Review of Cognitive Theory and Documentary Film | Leonardo/ISAST

Review of Cognitive Theory and Documentary Film

Cognitive Theory and Documentary Film
Catalin Brylla and Mette Kramer, Editors

Palgrave Macmillan, London, England, 2018
343 pp. Trade, 103,99 €
ISBN: 978-3-319-90331-6.

Reviewed by: 
Charles Forceville
August 2019

This volume, Brylla and Kramer claim, constitutes the first sustained study of documentary film from a cognitive perspective. Cognitive film studies developed since the 1980s as an alternative to strongly philosophical, ideology-oriented, and psychoanalytic approaches, and mainly focused on fiction film. Cognitivists presuppose that viewers largely make sense of film by drawing on the knowledge and action-strategies they use in real-life, complemented by an understanding of the medium’s specific affordances and constraints. Rather than taking pride in writing dazzling essays on individual films, they aim to uncover meaning-making patterns within or across films, governed by transparent methods of analysis. In this respect, film cognitivists try to be optimally “scientific.”

The book contains 17 chapters, divided over four sections: “the mediation of realities”; “character engagement”; “emotions and embodied experience”; and “documentary practice.” But several themes straddle these sections.

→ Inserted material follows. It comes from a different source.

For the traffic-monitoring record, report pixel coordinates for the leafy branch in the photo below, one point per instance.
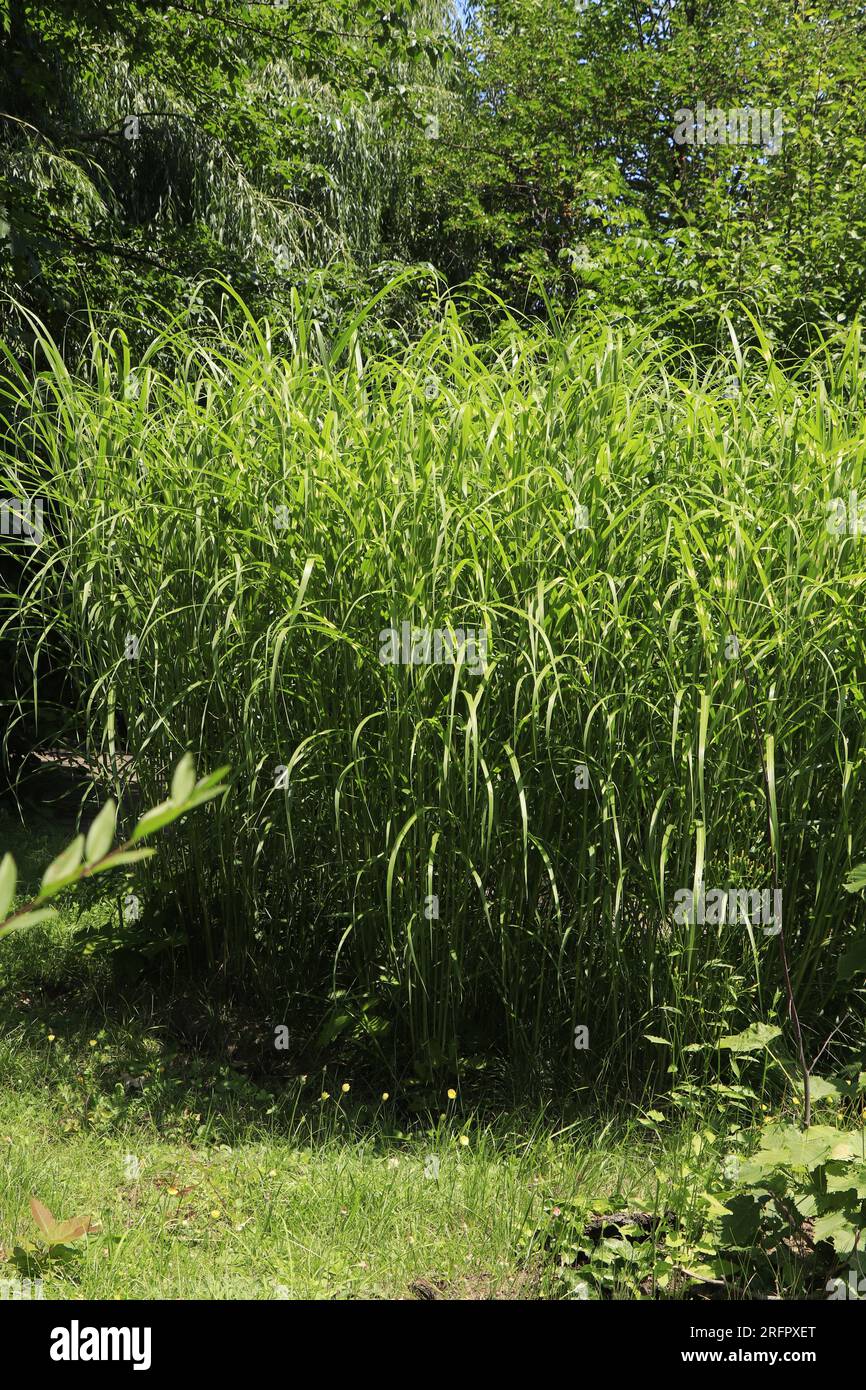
(93, 854)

Arguably the most important theme is the relation between fiction film and documentary. On the one hand, it is vital to stress similarities: Watching and interpreting both types of films engages viewers’ emotions and evokes bodily responses (Antunes, Kramer) no less than their ability to reason and to infer information. As Nichols states, qualifying his own famous description of documentary as a “discourse of sobriety,” “it is not sobriety we seek so much as engagement, conviction, and belief” (p. ix). Persuasion often draws on narration and on imagination (Bondebjerg), and documentaries can be as challenging in style and structure as fiction films (Corner). Since the strong “indexical” relation between filmic representation and reality, essential for documentary, does not necessarily run via the image track, there is no reason why documentary cannot be (partly) animated (Conde Aldana). No less than their fictional counterparts documentary protagonists need to invoke empathy in viewers: Nål discusses how failing to do so affects documentaries’ possible impact. Our Darwinian urge to survive and reproduce explains how a focus on protagonists’ need for “attachment” appeals to viewers (Kramer), but also enables us to empathize with animals in wildlife documentaries – although we do animals an injustice if we excessively anthropomorphize them (Weik von Mossner). Empathy makes us more tolerant: empathizing with a morally ambiguous protagonist invites viewers to reconsider their convictions (Tang).

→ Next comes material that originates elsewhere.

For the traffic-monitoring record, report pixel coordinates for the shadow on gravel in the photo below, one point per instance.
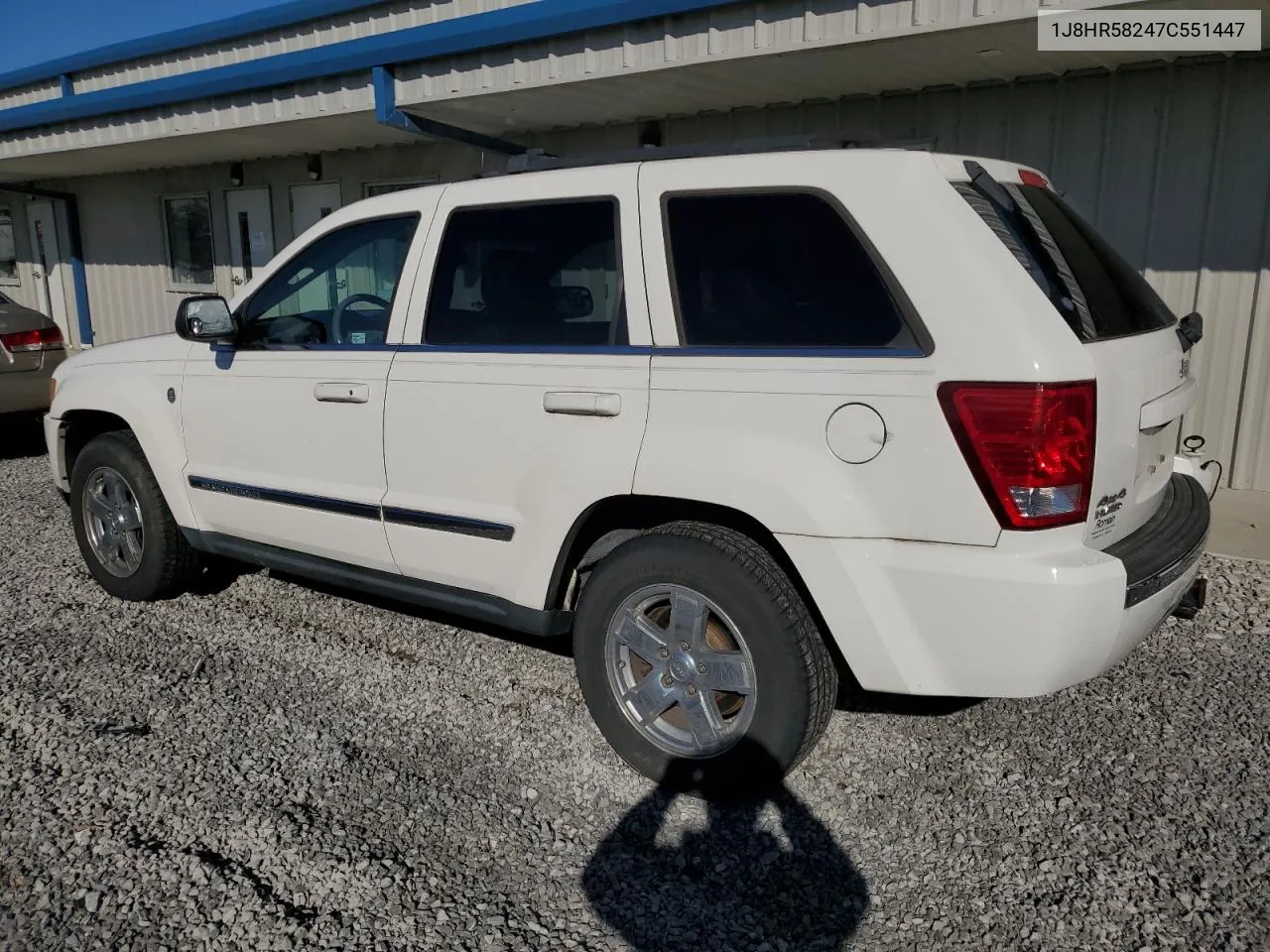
(733, 885)
(22, 435)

On the other hand, nonfiction and fiction are also crucially different, and the fading of the border between them, especially in an era of “fake news” and “alternative facts,” is downright dangerous. The hybrid form of the docudrama (“based on a true story”), for instance, can be deceptively persuasive but factually incorrect (Grodal). Accepting that story-telling is a staple technique in contemporary documentaries, Eitzen maintains that documentary has a different brief than news programs. He argues that whereas news needs to present facts, documentaries should encourage people to care about factuality, so that they remain committed to socio-political issues. Plantinga reflects on the (un)desirability and ethical implications of turning documentary’s “social actors” into characters. Ros et al. show that the popularity of first-person documentaries, with their emphasis on re-enactment and performativity, has contributed to eroding the distinction between fiction and documentary. Ultimately, they claim, it is the audience’s stance rather than text-internal characteristics that typify documentary.

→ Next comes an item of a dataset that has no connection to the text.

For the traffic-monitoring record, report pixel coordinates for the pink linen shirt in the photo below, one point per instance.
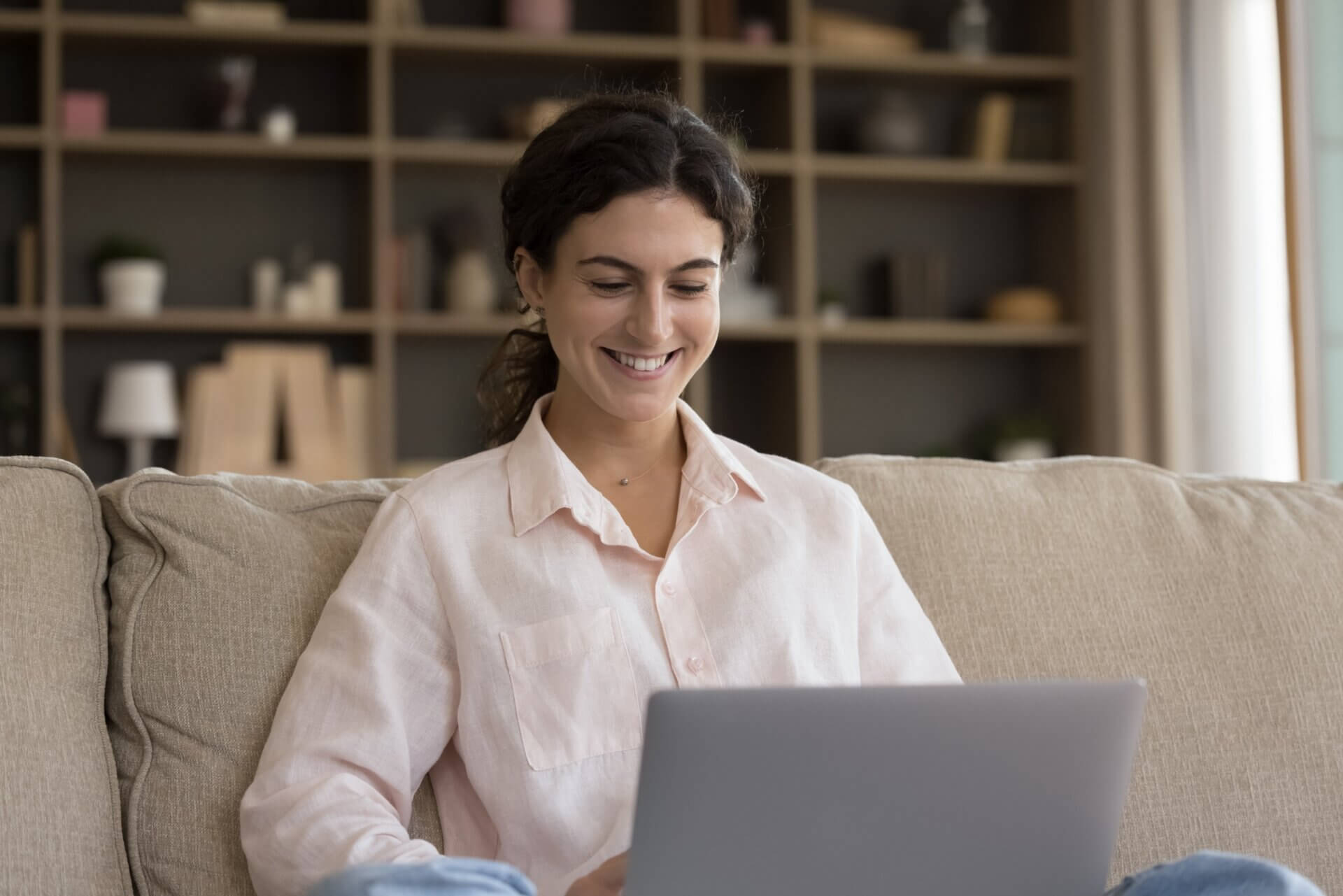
(502, 630)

Cognitive theory’s rootedness in everyday meaning making sits well with makers’ perspectives. Brylla discusses how awareness of social-cognitive schema theory has helped him avoid stereotyping “the Other” in his documentaries. Grabowski usefully explains how three types of interview setups (in the studio, on location, talking directly into the camera) influence viewers’ responses. He also sketches how changing viewing conditions (on a tablet, a mobile phone) affect such responses. Pearlman, finally, lessons the reader on principles of good film-editing, emphasizing the need to make optimal use of what viewers already know. These principles are: watching, sorting, remembering, selecting, and composing.

Most chapters discuss one or two case studies in considerable detail, demonstrating the applicability and usefulness of the theoretical concepts introduced. Interestingly, several chapters adopt cognitive linguistic models (conceptual metaphor theory, blending theory, image schema theory), while the insistence that meaning-making may differ between (groups of) viewers (Eder) suggests cross-fertilization with Sperber and Wilson’s relevance theory. Thereby Cognitive Theory and Documentary Film is a fine step towards the realization of a humanities-straddling cognitive paradigm of making meaning.